Imaging Science Foundation Video Level II ( ISF Level II )
(This article was first written in October-November 2011 after I had been offered the job (and accepted) of replacing Joel Silver as the new instructor of the ISF program…funny how things turned out though.) As negative as this section may read, stay tuned as there is (?) a silver lining to all this. This revised and revamped program started at the beginning of 2010 with the expansion of the program from its previous two day structure into a three day structure. It started off with a Level I class of one day followed by the Level II class after that. It is not pure coincidence that this change came to the ISF. Driven by what THX had done with their program, the ISF expanded theirs as well, two years after THX entered the field. Imitation is the most sincere form of flattery. The new program even used in its advertising a near copy of the course outline that the THX class had been using for two years by this time. Did this make the THX side mad? Of course it did, but life continues. There is no longer an ISF Level I class.
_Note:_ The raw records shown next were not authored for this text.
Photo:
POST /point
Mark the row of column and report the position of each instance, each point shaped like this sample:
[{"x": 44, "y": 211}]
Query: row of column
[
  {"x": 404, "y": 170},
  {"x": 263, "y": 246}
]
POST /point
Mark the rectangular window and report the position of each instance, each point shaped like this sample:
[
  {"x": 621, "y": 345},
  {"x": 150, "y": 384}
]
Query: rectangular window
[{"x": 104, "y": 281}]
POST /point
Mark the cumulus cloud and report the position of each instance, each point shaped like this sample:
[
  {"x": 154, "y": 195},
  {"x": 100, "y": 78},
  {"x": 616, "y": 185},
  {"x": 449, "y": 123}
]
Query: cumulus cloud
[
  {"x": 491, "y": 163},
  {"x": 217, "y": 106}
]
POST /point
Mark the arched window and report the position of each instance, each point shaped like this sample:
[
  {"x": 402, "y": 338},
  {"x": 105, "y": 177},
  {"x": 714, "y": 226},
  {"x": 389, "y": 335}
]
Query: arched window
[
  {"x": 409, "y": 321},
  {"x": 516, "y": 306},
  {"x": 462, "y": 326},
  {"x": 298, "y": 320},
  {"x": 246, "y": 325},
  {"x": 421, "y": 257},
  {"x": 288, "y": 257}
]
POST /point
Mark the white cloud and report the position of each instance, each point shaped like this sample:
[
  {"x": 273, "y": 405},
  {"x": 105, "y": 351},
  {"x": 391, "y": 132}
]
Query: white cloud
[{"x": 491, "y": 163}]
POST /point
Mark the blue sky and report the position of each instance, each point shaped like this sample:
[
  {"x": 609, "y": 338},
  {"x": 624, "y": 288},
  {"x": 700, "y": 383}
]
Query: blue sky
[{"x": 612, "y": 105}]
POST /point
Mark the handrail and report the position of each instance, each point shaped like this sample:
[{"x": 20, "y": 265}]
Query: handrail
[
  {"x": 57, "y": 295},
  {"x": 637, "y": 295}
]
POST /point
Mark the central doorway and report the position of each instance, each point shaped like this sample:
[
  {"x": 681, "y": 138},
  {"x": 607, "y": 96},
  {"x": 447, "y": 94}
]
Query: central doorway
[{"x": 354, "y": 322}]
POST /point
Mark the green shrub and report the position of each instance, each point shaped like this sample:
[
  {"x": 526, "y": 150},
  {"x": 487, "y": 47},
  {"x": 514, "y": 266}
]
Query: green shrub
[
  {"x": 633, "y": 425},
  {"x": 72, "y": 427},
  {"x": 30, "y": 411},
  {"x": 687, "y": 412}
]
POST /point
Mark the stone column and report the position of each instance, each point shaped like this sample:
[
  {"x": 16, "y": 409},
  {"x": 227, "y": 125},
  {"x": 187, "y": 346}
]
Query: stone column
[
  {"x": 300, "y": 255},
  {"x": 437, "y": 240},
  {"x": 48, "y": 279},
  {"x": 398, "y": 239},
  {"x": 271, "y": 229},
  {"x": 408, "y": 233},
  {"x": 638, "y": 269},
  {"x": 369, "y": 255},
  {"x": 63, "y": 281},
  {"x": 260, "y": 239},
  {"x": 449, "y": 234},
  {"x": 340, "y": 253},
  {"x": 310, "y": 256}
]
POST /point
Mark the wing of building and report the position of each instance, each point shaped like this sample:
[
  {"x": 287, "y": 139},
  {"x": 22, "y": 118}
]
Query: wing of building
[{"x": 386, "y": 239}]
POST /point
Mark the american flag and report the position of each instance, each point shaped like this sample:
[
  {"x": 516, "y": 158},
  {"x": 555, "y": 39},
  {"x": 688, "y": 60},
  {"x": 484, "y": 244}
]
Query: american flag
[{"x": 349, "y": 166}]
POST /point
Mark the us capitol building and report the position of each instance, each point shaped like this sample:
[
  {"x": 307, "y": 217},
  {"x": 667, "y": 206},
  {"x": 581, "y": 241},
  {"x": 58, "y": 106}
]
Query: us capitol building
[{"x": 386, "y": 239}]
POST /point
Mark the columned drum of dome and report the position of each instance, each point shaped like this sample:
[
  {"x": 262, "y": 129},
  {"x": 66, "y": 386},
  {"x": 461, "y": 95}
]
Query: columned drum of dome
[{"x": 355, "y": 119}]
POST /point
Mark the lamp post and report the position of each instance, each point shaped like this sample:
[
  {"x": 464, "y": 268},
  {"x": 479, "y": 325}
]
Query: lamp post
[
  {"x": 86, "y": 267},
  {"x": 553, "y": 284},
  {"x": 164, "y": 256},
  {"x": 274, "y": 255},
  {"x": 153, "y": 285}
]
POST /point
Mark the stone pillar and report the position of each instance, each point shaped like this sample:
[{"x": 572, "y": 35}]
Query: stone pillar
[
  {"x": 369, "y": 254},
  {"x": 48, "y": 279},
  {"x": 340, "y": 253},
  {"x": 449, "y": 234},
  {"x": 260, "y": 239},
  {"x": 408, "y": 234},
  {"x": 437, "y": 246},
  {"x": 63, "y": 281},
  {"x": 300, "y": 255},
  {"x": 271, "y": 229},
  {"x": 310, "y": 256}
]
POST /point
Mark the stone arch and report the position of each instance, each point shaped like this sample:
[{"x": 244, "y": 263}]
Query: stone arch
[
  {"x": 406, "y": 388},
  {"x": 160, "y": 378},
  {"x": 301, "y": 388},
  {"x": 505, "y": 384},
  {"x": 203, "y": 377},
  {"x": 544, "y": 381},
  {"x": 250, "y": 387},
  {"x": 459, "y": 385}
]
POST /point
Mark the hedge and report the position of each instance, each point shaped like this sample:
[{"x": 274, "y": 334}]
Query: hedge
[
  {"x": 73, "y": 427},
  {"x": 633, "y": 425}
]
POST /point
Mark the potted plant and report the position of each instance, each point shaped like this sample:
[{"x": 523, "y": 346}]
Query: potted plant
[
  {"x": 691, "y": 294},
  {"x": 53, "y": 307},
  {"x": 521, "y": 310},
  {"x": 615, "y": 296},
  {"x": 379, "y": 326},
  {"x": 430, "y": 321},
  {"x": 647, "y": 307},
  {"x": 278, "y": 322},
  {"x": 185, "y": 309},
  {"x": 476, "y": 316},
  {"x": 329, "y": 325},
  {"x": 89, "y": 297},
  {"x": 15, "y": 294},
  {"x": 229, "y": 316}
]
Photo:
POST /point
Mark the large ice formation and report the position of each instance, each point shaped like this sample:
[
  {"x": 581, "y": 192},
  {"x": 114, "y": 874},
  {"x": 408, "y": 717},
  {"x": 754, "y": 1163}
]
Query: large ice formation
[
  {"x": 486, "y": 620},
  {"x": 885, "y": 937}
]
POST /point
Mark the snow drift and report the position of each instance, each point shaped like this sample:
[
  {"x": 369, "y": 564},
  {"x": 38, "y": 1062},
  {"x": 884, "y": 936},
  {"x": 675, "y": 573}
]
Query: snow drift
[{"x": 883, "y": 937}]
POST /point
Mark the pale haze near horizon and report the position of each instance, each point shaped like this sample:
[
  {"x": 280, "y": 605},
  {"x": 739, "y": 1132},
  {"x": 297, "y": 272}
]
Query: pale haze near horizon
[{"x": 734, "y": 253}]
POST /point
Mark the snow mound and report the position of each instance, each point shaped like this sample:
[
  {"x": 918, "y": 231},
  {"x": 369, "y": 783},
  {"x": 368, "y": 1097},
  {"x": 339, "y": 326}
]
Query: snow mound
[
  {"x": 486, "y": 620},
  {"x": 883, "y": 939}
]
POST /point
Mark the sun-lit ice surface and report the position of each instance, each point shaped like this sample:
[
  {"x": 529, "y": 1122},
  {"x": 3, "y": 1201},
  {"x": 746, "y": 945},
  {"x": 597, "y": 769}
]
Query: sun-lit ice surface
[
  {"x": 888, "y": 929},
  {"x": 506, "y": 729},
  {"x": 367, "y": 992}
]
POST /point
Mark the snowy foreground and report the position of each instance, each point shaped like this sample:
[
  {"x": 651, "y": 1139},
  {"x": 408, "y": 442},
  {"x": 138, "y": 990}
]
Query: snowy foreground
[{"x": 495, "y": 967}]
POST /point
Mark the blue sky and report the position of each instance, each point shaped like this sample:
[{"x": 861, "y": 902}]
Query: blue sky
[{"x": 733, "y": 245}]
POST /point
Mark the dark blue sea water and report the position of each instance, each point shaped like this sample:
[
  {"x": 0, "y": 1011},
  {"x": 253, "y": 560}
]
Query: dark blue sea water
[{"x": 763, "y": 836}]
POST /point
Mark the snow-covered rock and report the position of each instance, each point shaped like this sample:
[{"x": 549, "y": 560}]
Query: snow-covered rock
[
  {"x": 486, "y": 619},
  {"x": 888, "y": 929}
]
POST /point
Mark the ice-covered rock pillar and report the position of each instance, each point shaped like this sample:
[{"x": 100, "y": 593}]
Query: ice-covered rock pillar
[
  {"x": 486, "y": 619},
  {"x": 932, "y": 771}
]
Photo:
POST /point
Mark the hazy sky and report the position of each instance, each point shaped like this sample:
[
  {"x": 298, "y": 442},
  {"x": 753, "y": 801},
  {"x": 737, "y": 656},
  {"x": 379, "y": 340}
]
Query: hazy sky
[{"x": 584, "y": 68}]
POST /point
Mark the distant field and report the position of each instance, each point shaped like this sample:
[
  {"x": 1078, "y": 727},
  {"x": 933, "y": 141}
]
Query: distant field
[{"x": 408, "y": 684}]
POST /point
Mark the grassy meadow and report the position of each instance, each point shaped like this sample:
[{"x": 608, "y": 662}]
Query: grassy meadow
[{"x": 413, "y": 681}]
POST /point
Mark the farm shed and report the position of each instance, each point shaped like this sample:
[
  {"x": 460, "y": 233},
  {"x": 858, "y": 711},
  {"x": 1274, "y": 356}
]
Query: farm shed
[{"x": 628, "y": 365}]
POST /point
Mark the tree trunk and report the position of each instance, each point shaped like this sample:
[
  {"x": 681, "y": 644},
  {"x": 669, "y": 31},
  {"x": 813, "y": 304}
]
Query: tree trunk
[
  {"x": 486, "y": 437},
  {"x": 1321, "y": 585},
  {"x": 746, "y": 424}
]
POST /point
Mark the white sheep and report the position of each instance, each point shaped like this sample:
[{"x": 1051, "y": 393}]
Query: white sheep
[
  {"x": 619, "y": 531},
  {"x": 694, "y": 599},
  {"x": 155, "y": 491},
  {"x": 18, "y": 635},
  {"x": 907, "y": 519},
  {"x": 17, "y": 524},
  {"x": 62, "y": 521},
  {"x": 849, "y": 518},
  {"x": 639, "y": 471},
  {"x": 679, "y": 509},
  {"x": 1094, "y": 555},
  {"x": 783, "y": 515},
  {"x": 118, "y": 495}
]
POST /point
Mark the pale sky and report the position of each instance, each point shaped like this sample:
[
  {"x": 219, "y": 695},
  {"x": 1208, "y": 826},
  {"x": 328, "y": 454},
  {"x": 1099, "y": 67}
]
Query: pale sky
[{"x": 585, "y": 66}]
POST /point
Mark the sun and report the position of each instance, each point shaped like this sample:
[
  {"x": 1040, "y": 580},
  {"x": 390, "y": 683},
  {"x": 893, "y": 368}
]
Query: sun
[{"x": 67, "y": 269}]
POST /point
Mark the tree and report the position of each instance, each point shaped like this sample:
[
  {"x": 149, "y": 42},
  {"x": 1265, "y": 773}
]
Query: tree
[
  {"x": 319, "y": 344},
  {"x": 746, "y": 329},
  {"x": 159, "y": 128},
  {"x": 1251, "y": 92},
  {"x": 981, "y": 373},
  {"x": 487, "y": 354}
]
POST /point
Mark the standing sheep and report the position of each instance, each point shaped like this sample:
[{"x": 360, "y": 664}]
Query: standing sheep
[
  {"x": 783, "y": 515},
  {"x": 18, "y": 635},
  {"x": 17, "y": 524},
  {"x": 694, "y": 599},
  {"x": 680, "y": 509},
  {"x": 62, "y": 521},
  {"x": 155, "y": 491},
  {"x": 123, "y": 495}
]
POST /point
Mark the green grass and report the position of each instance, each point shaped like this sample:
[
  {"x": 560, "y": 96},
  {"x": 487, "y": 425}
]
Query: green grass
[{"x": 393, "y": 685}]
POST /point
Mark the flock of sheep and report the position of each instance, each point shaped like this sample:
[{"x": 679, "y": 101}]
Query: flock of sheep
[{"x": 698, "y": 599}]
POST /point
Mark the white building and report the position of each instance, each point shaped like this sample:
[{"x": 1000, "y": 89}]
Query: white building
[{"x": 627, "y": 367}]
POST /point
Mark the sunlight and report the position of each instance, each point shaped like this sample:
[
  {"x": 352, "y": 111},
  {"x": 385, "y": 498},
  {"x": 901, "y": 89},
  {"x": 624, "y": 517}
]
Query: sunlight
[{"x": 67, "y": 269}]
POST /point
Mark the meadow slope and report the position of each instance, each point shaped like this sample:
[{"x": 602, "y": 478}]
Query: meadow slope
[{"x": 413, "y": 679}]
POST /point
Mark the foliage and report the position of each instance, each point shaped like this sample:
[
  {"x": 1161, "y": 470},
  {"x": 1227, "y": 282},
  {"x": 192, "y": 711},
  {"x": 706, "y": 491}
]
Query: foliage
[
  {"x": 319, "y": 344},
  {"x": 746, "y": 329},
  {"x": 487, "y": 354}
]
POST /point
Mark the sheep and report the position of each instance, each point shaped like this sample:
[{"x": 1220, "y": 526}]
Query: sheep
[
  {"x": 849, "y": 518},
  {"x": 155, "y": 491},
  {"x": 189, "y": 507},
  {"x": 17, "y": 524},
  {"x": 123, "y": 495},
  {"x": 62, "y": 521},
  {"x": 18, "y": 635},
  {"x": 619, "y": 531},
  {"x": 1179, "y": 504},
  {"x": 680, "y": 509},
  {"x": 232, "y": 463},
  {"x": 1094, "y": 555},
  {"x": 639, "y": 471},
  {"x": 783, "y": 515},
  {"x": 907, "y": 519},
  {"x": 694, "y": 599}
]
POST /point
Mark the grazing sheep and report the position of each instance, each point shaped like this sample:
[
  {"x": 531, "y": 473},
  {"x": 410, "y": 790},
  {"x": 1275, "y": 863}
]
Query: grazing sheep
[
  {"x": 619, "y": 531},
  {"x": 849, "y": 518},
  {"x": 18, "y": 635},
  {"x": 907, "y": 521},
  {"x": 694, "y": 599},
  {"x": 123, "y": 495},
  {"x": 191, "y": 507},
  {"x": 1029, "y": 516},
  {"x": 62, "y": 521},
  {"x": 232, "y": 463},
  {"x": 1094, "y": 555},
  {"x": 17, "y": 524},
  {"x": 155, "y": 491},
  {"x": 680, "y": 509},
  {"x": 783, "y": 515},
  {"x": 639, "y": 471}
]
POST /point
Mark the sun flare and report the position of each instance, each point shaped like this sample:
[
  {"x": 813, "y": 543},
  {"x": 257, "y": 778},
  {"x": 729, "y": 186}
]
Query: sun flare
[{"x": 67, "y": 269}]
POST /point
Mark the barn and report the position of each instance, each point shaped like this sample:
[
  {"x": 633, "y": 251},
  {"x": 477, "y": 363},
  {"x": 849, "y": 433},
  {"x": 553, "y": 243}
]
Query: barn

The entire program is now just a three day ISF Level II class. (The Level 1 class still exists in some form)
The expansion of the ISF Level II program to effectively three days meant that the class now also had the luxury of more hands on experience time for the students which really could only be a positive thing for calibrators in general. Up until this time, a two day ISF class really offered the students no more than 90 minutes of hands on experience and it was actually joked that some might have been unlucky in such a class and only held the remote control in their hand for five minutes especially if there were 30 or more people in the class huddled around five displays. With the new expanded format, there would be more hands-on time for all, although it could be argued that spending 90 minutes to two hours in class time troubleshooting people’s laptops to make sure the software worked was not an efficient use of class time for all the attendees. (This is only done in the after hours of the domestic THX class so as to not waste valuable class time.)
The approach of the Datacolor ISF class (circa 2005) is and was the original template that the THX video program was based upon. The current ISF class provides a sound understanding of the calibration fundamentals, but it differs from that point on. The approach of the ISF class is to properly interview clients to figure out what they really want in a home theatre and then to go build them what they want. This approach works wonderfully if these are the only types of clients that a calibration provider services. The class provides no additional information on any other type of calibration client. (Everyone is very affluent in this world.)
As a professional calibrator for the last 12+ years, I have not had any clients like the ones discussed in the class and neither do any of the independent freelance calibrators that I have met in all these years. The only people that fit this type of calibration model are the installation companies that do everything for the client and where calibration is just a very small part of the entire process; one line item of $800 in a job that exceeds $100K. The conclusion that a reasonable person would draw from this class is that class material is therefore not meant for an independent calibrator from a business perspective. Only one business model is only ever discussed. The only elements within the class that would benefit someone not fitting into this business model are just the fundamentals of calibration and nothing more.
Over the years, well over 6000+ people have gone through the ISF training program and all of them have had a sales team contact them attempting to sell them $10,000 or more in calibration equipment. Since only the attendees that are part of large installation companies could normally afford such gear, then most attendees must fall into this category. I and all the other calibrators I have known must be these odd exceptions. If one were to examine those 6000+ attendees over the years, it is a good bet that only a small number of those actually were part of installation companies. Mind you, if you dig further into the total number of attendees, one would find that just a fraction of those that have been through the program continue to practice and offer calibration services to this day. A guess is that up to 90% of those 6000+ people are no longer in the industry or offer calibration services.
In my days as an engineering student in the mid 1980’s, there was an engineering class common to all the first year students and the professors in that class would routinely tell the students to look to the left and then the right of them. Those students would not make it to graduation. Two out of three would not finish the program. In an ISF class of 10 students, 9 of the students will not be around after 1 to 2 years. They don’t tell the students that part of the equation though.
The attrition rate over on the THX side is about 50%. This means that half of all the people that have gone through the THX program do not end up completing or fulfilling all the requirements to become listed as a THX Video Calibrator. Of this 50% that have not fulfilled the requirements, 10% (50% – 10% = 40%) were media types from magazines who had other jobs so it is understandable that they were not interested in becoming calibrators anyway. Another 10% (40 -10 = 30) were representatives from the industry like people from Samsung, LG, JVC, THX, as well as a few private individuals building their own home theatres and simply wanting to learn and these would not be expected to be calibrators. So this leaves about 30% of the attendees that have decided against completing their THX requirements.
The ISF attrition numbers are much higher likely due to many of their attendees not fitting the installation company model. But all these others did not stumble onto the ISF program by accident. They were contacted and targeted by a sales staff very experienced at selling things just the same. And so all these people came to take the class that taught them the fundamentals of display calibration. It was sold that the general public looking for this service would contact them through the ISF web site and the jobs would roll in. They just had to sit by the telephone and wait. The demand was there already. Turned out that was not quite true. Soon enough, the supply of calibrators far outweighed the actual demand for calibration services. (For the 13 years or so that I have been doing this, I have not met a single professional calibrator that has told me that they have too many calibration clients. It’s always the other way around.)